Question: At Bits and Pretzels you gave a talk on the academy stage where you pointed out the shift of PR in the 21st century. You said that PR is not measurable. I was very grateful for that because my clients often ask me how to measure the PR I do for them. You had a very interesting answer. You said that PR is comparable to pornography because it is all about a feeling and you know it when you see it. But can’t we measure pornography?

Answer: The old saying in the United States is that it is impossible to measure pornography, but you definitely know it when you see it. The same is true about PR. It is very difficult to measure, although there are some new tools out there, like AirPR, that can track an article to website traffic and the sales funnel. You can begin to see how the press you generate leads to sales.

But it is still a challenge to measure the intangible swell of a sticky narrative. The hard work we all do to develop a messaging strategy, embed it in a compelling narrative and then launch it into the market doesn’t begin to pay off until we start to hear it coming back at us in traditional as well as social media. If the reaction is positive, it’s working. You can FEEL it. And so can our clients.

Question: You published a book which was released in October.  The book is called „Get to Aha“ and it is available on Amazon. Could you please explain why you have chosen this title?

Answer: The process of developing a compelling narrative—one that sticks in the market and begins to change the behavior of potential customers, starts with positioning. This is a book about a new positioning framework for the digital age that answers the two most important questions in business: Who Are You? And Why Do You Matter? The answers to these questions determine the company’s role and relevance in the market and form a position for a product or service in the mind of a potential customer. When you own the position you wish to own, you have succeeded in the positioning exercise. It all starts with discovering your positioning DNA. Once you know what you’re made of as a company, you can make something of it. The book contains some tests that will help you determine your positioning DNA and guides you through the rest of the positioning process.

Question: The PR world here in Germany is very different from the US PR world. What specifically can we learn from your book and apply here? And what would we have to adapt to apply here?

Answer: Positioning is universal, so from that perspective, it is helpful anywhere in the world. Every company must be able to articulate its role and relevance in the market. Every company must be differentiated from its competition. Every company must own a position in the mind of the potential customer. And every company can benefit from understanding if it is a customer-oriented company (a Mother), a product-oriented company (a Mechanic) or a concept-oriented company (a Missionary). This basic information about the core of a company enables marketers and communicators to start with authenticity. All humans share a certain radar for authenticity and there is nothing more important for PR in the internet age than that.

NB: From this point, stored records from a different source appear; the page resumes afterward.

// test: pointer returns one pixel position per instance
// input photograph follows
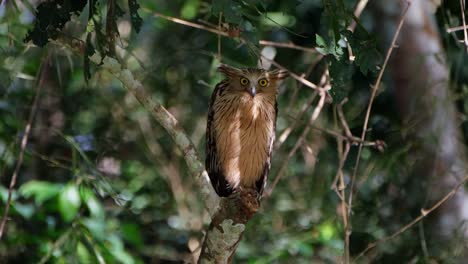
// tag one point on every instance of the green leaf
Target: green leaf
(232, 11)
(40, 190)
(135, 18)
(190, 9)
(51, 17)
(94, 206)
(340, 76)
(364, 47)
(69, 202)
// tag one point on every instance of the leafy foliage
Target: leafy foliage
(48, 26)
(101, 182)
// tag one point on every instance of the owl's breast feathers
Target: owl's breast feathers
(240, 136)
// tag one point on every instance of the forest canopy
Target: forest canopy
(103, 115)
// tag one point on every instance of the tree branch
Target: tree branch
(170, 124)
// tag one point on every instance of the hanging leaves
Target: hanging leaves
(51, 17)
(135, 18)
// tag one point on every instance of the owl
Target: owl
(241, 129)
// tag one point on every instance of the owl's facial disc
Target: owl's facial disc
(252, 90)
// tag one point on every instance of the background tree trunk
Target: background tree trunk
(437, 158)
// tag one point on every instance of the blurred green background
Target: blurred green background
(102, 182)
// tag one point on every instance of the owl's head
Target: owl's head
(253, 81)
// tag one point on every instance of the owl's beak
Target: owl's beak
(253, 91)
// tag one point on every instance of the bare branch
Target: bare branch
(172, 127)
(288, 45)
(24, 141)
(465, 30)
(424, 213)
(375, 88)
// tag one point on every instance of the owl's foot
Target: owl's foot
(249, 200)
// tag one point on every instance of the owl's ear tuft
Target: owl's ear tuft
(228, 70)
(279, 74)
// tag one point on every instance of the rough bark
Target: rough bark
(421, 79)
(227, 226)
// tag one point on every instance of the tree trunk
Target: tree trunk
(427, 110)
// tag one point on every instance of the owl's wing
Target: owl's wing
(261, 182)
(212, 163)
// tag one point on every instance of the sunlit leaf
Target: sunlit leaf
(69, 202)
(40, 190)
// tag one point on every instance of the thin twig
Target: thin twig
(357, 12)
(24, 142)
(424, 213)
(465, 30)
(292, 74)
(188, 23)
(219, 37)
(288, 45)
(454, 29)
(375, 87)
(285, 134)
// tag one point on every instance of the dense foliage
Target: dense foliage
(102, 182)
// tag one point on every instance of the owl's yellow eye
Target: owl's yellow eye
(263, 82)
(244, 81)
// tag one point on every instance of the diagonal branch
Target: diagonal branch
(24, 141)
(424, 213)
(375, 88)
(170, 124)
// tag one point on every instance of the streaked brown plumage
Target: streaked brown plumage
(241, 129)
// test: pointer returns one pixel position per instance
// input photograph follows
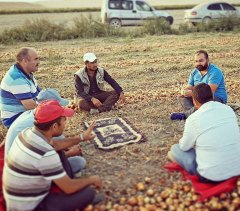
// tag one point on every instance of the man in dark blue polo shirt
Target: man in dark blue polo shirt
(204, 72)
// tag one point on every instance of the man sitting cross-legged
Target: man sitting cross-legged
(32, 165)
(26, 120)
(210, 146)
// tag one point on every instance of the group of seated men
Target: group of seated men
(37, 155)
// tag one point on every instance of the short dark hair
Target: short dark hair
(203, 52)
(202, 93)
(46, 125)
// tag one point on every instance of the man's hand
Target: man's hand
(96, 181)
(186, 93)
(96, 102)
(87, 135)
(74, 151)
(122, 98)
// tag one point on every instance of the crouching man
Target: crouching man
(32, 165)
(210, 146)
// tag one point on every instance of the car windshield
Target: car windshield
(227, 7)
(143, 6)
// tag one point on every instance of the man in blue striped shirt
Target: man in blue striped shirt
(19, 88)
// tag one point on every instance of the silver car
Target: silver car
(204, 13)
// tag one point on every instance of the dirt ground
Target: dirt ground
(152, 71)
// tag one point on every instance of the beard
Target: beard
(202, 67)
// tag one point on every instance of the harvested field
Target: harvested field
(152, 71)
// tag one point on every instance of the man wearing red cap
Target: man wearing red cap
(33, 164)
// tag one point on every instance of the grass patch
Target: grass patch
(86, 27)
(87, 9)
(40, 10)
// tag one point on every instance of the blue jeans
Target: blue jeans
(186, 159)
(77, 163)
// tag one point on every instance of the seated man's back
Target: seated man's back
(217, 141)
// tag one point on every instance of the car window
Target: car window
(120, 5)
(227, 6)
(214, 7)
(142, 6)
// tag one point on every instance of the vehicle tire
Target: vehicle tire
(169, 19)
(115, 23)
(206, 20)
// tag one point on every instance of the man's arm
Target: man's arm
(187, 92)
(112, 83)
(70, 186)
(80, 89)
(213, 87)
(189, 136)
(29, 104)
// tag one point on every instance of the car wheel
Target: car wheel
(206, 20)
(170, 20)
(115, 23)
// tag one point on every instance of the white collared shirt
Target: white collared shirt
(214, 133)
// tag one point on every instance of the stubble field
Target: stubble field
(152, 71)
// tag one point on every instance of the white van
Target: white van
(129, 12)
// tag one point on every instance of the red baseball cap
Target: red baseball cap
(49, 110)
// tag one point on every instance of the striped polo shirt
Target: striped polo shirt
(30, 167)
(16, 86)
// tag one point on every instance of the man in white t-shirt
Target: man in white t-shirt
(33, 165)
(26, 120)
(210, 146)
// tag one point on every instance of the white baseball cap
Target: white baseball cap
(90, 57)
(51, 94)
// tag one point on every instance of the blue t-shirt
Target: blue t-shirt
(213, 76)
(16, 86)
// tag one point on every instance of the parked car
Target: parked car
(130, 12)
(208, 11)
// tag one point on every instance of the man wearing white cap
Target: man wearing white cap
(89, 84)
(26, 120)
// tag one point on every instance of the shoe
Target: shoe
(178, 116)
(94, 111)
(99, 197)
(80, 173)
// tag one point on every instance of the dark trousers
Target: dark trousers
(67, 202)
(187, 104)
(107, 98)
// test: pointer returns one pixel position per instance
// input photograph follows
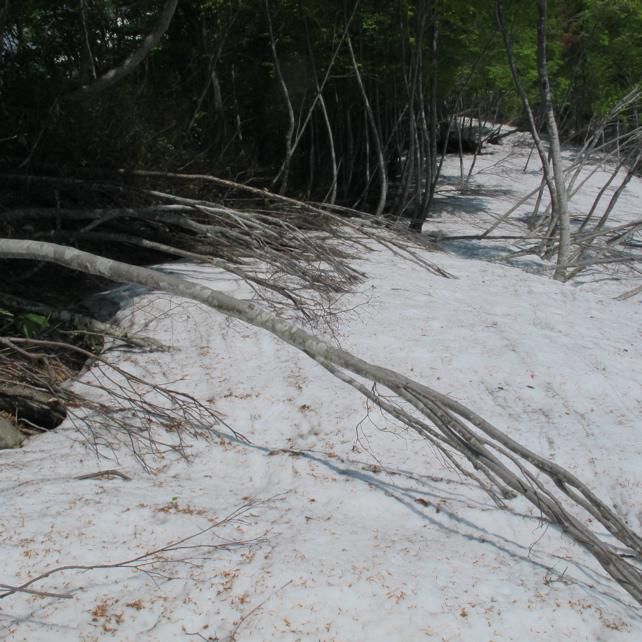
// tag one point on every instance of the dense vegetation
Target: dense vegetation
(305, 96)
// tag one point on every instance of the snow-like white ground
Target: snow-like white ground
(356, 530)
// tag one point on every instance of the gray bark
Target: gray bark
(451, 427)
(115, 75)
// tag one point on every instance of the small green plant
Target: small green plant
(29, 324)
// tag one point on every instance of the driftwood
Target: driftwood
(35, 407)
(470, 442)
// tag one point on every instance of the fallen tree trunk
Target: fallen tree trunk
(464, 437)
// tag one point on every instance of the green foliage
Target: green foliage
(208, 96)
(30, 324)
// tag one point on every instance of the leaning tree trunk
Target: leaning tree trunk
(561, 201)
(473, 445)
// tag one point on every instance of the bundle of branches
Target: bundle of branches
(107, 406)
(293, 255)
(477, 448)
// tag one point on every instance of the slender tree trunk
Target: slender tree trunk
(561, 202)
(381, 162)
(115, 75)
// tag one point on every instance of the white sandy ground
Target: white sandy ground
(361, 532)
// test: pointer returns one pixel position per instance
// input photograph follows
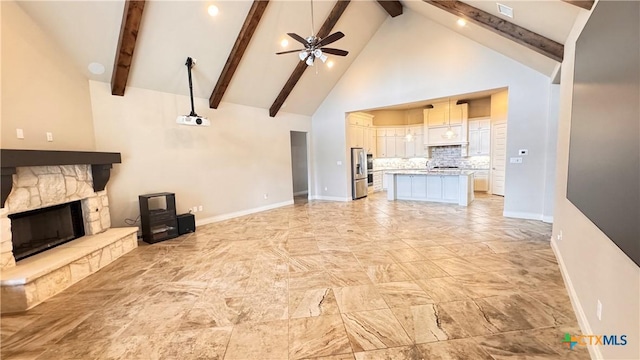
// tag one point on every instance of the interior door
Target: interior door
(498, 158)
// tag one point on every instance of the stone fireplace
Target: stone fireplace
(60, 185)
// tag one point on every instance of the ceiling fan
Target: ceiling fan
(314, 47)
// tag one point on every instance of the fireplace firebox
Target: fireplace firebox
(38, 230)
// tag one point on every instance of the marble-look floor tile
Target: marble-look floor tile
(387, 273)
(359, 298)
(394, 353)
(533, 279)
(428, 323)
(474, 319)
(374, 329)
(405, 255)
(481, 285)
(470, 249)
(424, 269)
(518, 345)
(313, 302)
(435, 252)
(464, 349)
(350, 277)
(443, 289)
(405, 293)
(457, 266)
(318, 336)
(259, 341)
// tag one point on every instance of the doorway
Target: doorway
(299, 165)
(498, 157)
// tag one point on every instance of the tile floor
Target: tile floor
(369, 279)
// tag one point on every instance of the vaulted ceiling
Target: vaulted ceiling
(171, 31)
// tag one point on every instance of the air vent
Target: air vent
(505, 10)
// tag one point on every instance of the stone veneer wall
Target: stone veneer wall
(37, 187)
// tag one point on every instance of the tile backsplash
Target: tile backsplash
(440, 156)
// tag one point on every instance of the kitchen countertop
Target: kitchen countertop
(431, 172)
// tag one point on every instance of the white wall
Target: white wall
(299, 163)
(43, 91)
(227, 167)
(593, 266)
(411, 59)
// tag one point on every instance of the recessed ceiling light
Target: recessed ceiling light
(213, 10)
(505, 10)
(96, 68)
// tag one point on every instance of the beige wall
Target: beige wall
(227, 167)
(593, 266)
(480, 107)
(43, 91)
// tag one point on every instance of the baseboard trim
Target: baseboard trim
(217, 218)
(522, 215)
(594, 351)
(329, 198)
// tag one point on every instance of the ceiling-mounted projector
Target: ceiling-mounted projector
(193, 118)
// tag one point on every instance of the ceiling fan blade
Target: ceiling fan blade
(335, 51)
(289, 51)
(331, 38)
(298, 38)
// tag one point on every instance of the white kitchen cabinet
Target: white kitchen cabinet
(411, 187)
(377, 181)
(481, 180)
(479, 137)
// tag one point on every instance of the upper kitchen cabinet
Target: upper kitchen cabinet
(361, 132)
(446, 124)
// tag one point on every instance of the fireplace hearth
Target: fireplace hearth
(42, 229)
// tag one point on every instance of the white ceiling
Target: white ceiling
(171, 31)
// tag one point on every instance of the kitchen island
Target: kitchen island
(446, 186)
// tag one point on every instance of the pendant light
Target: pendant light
(449, 134)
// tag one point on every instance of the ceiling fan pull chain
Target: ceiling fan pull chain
(313, 31)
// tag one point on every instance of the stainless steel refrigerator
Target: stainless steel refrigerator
(359, 172)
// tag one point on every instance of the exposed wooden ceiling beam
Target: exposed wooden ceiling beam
(393, 7)
(242, 41)
(522, 36)
(131, 19)
(331, 21)
(585, 4)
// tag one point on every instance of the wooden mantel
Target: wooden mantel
(10, 159)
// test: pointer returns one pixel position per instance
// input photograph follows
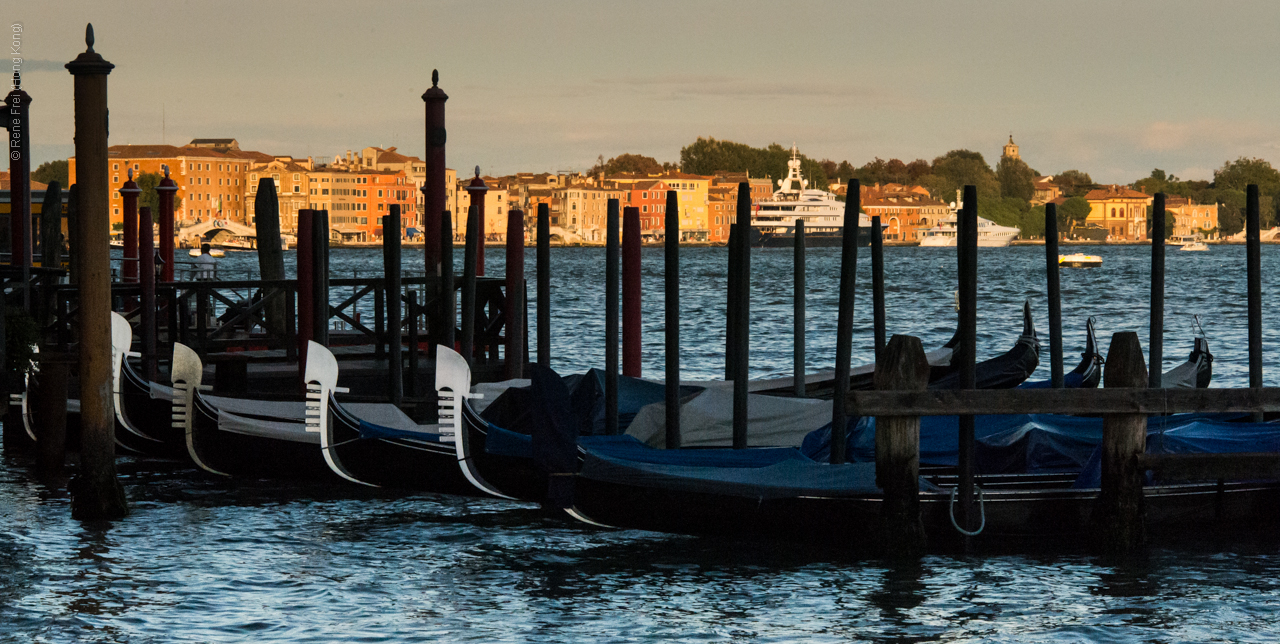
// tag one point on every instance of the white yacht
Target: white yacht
(773, 222)
(990, 233)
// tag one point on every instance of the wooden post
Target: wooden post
(544, 286)
(631, 292)
(478, 190)
(1119, 512)
(306, 289)
(799, 316)
(515, 351)
(1253, 260)
(147, 281)
(392, 273)
(18, 123)
(49, 402)
(967, 259)
(434, 190)
(845, 322)
(671, 275)
(97, 493)
(320, 277)
(1055, 297)
(743, 314)
(878, 284)
(448, 305)
(129, 257)
(165, 191)
(270, 254)
(469, 286)
(611, 319)
(903, 368)
(1157, 292)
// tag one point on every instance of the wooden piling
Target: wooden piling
(544, 286)
(165, 191)
(320, 277)
(799, 316)
(671, 278)
(1118, 516)
(845, 322)
(448, 304)
(147, 281)
(878, 284)
(129, 256)
(306, 291)
(434, 190)
(394, 329)
(903, 366)
(1253, 261)
(612, 266)
(1157, 292)
(743, 315)
(49, 403)
(469, 286)
(1055, 297)
(270, 254)
(96, 494)
(631, 292)
(515, 350)
(967, 260)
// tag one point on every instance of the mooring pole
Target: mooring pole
(878, 284)
(1157, 292)
(97, 493)
(165, 191)
(515, 293)
(270, 252)
(478, 190)
(544, 286)
(611, 319)
(967, 257)
(394, 320)
(743, 315)
(129, 257)
(671, 275)
(306, 291)
(320, 277)
(845, 322)
(18, 123)
(903, 368)
(1118, 515)
(434, 190)
(147, 279)
(799, 319)
(1055, 297)
(448, 304)
(631, 292)
(469, 284)
(1253, 257)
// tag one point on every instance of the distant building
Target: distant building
(1120, 211)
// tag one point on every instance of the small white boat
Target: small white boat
(1079, 260)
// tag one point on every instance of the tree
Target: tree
(958, 168)
(1074, 183)
(50, 172)
(149, 197)
(1016, 178)
(1073, 213)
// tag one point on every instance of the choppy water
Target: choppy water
(202, 560)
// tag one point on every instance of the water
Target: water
(204, 560)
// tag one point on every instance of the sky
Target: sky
(1110, 88)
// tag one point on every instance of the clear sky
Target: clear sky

Question: I have a lot of clients coming from small medium enterprises (SME). The digital revolution in Germany has just begun. Owners of SMEs are well aware that preparing for a digital future is our economy’s biggest challenge. At the same time I sometimes get feedback from them that, while they see my efforts, that I am moving too fast or am too visionary for them. They have to cope with their „real important“challenges first. Usually I am not sure whether I have to convince them about the necessity to “think big”or what to do…

Answer: If you are visionary and your client is not – find another client. There is nothing more rewarding than working with a visionary. But there is a Bell Curve with adoption of any new technology: innovators, early adopters, early majority, late majority and laggards. Your clients are likely in the middle somewhere. They won’t try something new until it is proven in the market. And there’s nothing you can do to accelerate that acceptance. That’s why if you are an innovator or an early adopter, you should probably be working with similar mindsets. I love Silicon Valley because everyone there is an innovator or an early adopter and there are visionaries around every corner. It is still a place where you can change the world.